Abdalla gave birth alone on Monday, April 21, in New York, describing U.S. Immigration and Customs Enforcement’s refusal to grant Khalil temporary release as a “purposeful decision” to make her family suffer.
“Mahmoud remains unjustly detained in an ICE detention center over 1,000 miles away from his firstborn child. My son and I should not be navigating his first days on earth without Mahmoud. ICE and the Trump administration have stolen these precious moments from our family in an attempt to silence Mahmoud’s support for Palestinian freedom,” Abdalla said in a statement.
“I will continue to fight every day for Mahmoud to come home to us. I know when Mahmoud is freed, he will show our son how to be brave, thoughtful, and compassionate, just like his dad,” she added.
An Algerian citizen of Palestinian descent, Mahmoud Khalil, was born in a Palestinian refugee camp in Syria.
He holds a computer science degree from the Lebanese American University and worked at the British Embassy in Lebanon from 2018 to 2022, where he managed the Syria Chevening Programme, an initiative offering scholarships for Syrian students to study in the UK.
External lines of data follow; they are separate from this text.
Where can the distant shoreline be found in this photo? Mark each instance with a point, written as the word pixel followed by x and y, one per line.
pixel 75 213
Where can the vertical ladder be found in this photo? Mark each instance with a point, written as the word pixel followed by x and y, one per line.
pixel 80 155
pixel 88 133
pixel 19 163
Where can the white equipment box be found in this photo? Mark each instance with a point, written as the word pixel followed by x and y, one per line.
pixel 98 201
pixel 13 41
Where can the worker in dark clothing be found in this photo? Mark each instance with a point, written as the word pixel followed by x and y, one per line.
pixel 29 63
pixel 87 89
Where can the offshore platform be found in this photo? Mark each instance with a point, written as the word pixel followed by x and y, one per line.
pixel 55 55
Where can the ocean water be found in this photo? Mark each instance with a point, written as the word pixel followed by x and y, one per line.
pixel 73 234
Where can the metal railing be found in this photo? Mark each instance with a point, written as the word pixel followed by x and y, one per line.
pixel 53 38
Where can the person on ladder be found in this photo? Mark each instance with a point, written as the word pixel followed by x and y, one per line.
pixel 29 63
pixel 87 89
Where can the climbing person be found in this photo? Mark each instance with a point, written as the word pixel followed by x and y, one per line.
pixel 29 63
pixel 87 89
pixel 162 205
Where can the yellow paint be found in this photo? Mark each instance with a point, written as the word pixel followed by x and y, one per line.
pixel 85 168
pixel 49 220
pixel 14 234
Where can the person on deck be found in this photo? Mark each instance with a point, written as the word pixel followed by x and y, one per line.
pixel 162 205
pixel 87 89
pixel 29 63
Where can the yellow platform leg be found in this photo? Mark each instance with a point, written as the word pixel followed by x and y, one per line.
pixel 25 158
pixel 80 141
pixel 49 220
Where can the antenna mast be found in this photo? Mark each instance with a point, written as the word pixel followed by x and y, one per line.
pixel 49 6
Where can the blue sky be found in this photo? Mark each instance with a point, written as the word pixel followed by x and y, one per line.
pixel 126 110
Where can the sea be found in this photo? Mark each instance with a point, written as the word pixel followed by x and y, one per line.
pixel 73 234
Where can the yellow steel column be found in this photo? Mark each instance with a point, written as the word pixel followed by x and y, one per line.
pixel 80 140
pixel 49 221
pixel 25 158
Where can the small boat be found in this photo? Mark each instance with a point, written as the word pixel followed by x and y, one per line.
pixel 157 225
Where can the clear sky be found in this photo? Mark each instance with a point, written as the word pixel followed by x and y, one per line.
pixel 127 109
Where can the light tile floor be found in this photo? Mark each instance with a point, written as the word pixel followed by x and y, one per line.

In 2022, Khalil relocated to the United States on a student visa and later obtained a master’s degree from Columbia University’s School of International and Public Affairs in December 2024.
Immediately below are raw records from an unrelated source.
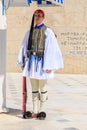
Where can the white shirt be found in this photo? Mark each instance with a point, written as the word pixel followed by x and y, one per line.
pixel 52 58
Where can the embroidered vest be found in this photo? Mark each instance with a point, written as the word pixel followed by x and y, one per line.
pixel 38 41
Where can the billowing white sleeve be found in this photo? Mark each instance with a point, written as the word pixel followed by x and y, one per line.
pixel 22 52
pixel 52 55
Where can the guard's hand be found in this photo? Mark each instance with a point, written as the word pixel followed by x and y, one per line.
pixel 22 68
pixel 48 71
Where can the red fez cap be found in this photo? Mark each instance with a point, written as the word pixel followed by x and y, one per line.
pixel 39 11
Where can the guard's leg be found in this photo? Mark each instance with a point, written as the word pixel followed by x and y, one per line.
pixel 35 95
pixel 43 95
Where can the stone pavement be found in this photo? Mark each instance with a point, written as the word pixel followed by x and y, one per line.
pixel 66 108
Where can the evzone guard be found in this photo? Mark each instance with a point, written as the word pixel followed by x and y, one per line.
pixel 39 57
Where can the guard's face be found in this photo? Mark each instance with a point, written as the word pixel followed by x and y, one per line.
pixel 38 18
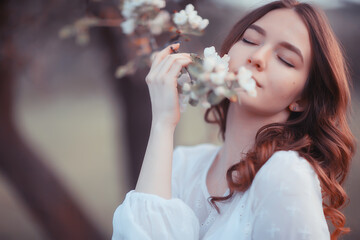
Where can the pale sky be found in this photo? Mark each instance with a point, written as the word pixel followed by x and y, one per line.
pixel 256 3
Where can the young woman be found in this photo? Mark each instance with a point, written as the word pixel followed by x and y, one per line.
pixel 285 155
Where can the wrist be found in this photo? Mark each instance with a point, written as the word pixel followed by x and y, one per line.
pixel 161 124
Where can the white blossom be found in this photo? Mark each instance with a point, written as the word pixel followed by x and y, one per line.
pixel 128 26
pixel 180 18
pixel 221 90
pixel 190 18
pixel 205 104
pixel 194 20
pixel 203 24
pixel 186 87
pixel 218 77
pixel 209 64
pixel 189 8
pixel 209 51
pixel 159 23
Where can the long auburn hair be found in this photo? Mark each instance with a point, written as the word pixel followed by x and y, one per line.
pixel 320 133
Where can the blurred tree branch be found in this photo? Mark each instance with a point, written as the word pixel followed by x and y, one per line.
pixel 41 191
On March 8, Khalil was arrested at the Columbia University-owned apartment he shares with his wife, Noor Abdalla. His detention followed a determination by Secretary of State Marco Rubio that Khalil’s actions were “antisemitic protests and disruptive activities, which foster a hostile environment for Jewish students in the U.S.”
Earlier this month, a Louisiana immigration judge ruled in favour of deporting Khalil. His arrest marked the first in former President Donald Trump’s renewed crackdown on pro-Palestinian demonstrators involved in campus encampments opposing the Gaza genocide.